Les sentiments peuvent se figurer comme un cercle d'acier. La haine est séparée de l'amour comme les continents le sont au nord de l'hémisphère. Des détroits glacés d'une glace que l'on nomme tristesse, crépusculaires et périlleux permettent de vaquer de part et d'autre. Une bataille sanglante s'y déroule, faite d'offensives et de retraites, de trêves rompues, de faux accords de paix, de négociation d'unification transcendante qui terminent en massacres. Deldingé écrit le livre mais il est happé en tant que personnage par cette intrigue qui dégénère en torrent de violence. Il perd son omniscience. Il ne pourra plus combattre dans les détroits, ni chroniquer. Il est perdu. Son fantôme erre, dit-on, car il n'est pas tout à fait mort. Son traitement de texte est éteint, et à la question posée à son éditeur sur une suite, il n'y a nulle réponse apportée.
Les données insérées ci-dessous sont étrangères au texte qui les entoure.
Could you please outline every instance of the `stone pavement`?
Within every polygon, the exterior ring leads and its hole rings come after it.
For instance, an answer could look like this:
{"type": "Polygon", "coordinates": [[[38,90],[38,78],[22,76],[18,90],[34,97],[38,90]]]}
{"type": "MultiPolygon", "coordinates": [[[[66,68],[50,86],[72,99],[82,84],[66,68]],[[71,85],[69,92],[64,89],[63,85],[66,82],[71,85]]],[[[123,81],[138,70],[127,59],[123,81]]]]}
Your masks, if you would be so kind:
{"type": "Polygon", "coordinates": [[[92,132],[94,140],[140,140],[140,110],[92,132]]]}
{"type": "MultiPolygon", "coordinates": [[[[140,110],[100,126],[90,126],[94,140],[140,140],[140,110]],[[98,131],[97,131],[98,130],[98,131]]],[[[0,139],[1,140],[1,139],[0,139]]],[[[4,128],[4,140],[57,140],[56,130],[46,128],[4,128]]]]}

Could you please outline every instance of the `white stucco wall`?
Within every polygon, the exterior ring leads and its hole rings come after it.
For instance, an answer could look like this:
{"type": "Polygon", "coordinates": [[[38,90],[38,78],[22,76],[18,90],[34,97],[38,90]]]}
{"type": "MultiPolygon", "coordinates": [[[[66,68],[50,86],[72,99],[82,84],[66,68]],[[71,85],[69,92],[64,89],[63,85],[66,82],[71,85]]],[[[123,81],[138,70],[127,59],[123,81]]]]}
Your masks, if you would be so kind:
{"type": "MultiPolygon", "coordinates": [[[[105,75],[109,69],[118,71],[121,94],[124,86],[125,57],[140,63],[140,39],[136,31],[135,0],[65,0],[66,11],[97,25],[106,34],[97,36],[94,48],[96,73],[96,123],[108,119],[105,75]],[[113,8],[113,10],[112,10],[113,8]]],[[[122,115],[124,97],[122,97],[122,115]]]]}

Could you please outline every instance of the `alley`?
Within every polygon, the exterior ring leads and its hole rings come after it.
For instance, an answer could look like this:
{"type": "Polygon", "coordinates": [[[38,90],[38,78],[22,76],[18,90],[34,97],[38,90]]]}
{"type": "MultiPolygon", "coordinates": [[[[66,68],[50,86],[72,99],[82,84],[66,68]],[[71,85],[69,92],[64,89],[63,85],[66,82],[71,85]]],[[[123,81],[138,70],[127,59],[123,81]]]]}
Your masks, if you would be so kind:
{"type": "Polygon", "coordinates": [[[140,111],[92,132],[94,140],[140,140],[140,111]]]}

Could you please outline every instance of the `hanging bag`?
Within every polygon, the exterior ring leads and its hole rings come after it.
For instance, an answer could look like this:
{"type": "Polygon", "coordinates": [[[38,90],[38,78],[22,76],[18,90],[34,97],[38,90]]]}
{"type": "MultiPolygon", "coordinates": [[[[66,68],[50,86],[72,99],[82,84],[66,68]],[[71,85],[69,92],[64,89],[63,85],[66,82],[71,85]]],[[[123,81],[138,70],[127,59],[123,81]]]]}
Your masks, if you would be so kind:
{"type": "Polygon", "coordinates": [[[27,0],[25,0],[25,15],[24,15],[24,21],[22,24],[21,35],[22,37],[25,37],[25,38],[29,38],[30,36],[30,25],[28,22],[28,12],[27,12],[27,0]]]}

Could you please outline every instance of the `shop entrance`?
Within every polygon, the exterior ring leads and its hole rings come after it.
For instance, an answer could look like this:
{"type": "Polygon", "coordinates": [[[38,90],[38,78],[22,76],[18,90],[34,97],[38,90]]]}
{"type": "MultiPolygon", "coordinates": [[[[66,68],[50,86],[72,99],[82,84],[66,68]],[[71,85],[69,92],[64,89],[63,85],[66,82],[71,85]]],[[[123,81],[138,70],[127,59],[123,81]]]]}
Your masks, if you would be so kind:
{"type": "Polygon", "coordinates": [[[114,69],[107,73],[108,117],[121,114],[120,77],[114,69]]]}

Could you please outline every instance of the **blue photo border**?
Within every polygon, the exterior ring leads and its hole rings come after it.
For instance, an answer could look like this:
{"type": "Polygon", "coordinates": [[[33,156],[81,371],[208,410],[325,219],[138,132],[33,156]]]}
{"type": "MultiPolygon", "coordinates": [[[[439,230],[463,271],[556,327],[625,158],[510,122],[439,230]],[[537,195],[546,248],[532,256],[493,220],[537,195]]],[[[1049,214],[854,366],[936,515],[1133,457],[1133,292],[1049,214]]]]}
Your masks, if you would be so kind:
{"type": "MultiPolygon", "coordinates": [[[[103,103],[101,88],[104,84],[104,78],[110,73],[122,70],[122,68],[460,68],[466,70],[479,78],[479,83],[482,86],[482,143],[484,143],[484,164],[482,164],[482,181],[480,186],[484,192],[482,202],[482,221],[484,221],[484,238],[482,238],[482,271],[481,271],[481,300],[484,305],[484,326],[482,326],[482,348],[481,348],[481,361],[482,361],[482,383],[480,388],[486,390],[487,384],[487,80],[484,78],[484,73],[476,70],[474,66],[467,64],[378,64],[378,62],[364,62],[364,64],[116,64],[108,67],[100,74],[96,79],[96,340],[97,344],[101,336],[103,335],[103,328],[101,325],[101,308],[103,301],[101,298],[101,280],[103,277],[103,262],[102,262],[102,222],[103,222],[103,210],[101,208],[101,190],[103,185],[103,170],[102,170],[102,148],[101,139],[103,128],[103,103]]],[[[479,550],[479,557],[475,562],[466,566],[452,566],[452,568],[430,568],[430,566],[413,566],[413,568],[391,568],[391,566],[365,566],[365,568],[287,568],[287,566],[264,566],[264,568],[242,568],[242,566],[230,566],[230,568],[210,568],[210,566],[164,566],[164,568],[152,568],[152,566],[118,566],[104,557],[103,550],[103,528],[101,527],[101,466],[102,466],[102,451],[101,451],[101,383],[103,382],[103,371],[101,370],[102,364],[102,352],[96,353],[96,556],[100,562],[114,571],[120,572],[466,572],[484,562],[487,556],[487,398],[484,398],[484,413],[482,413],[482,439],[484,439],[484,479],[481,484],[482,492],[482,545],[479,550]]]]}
C'est alors que le livre s'achève, alors qu'il n'a jamais été écrit, que Deldingé n'existe pas, ni sa douce. Ou bien était-ce la réalité ? Ou sa symbolisation ? On ne le saura pas car on ne pourra pas retrouver Deldingé, et il semble que si l'on consent à dire que les choses n'ont pas eu lieu, alors c'est qu'elles n'ont pas eu lieu. Ce qui est un paradoxe, car une fiction, elle, et un fiction, et on ne peut lui retirer son caractère de fiction, sauf évidemment, dans des dystopies telles que Farheineit de Bradbury.
Le vrai est un moment du faux, le faux un moment du vrai. La fiction est plus réelle que le vrai si cela est souhaité, et la fiction n'est pas le faux. Même s'il y a, comme ici de fausses fictions.
C'est ainsi la critique d'un livre qui n'existe pas qui s'achève, mais aucun livre n'existe, phénoménologiquement, autrement que par sa dimension d'objet. Le contenu en est indécicable et il appartient autant à l'auteur qu'aux lecteurs. Umberto Eco, qui vient de nous quitter, et on lira ces lignes de blog comme un hommage, aussi, à sa mémoire, disait d'ailleurs qu'il suffit de créer une cosmologie pour qu'y vivent des personnages. Si l'envie leur en prend.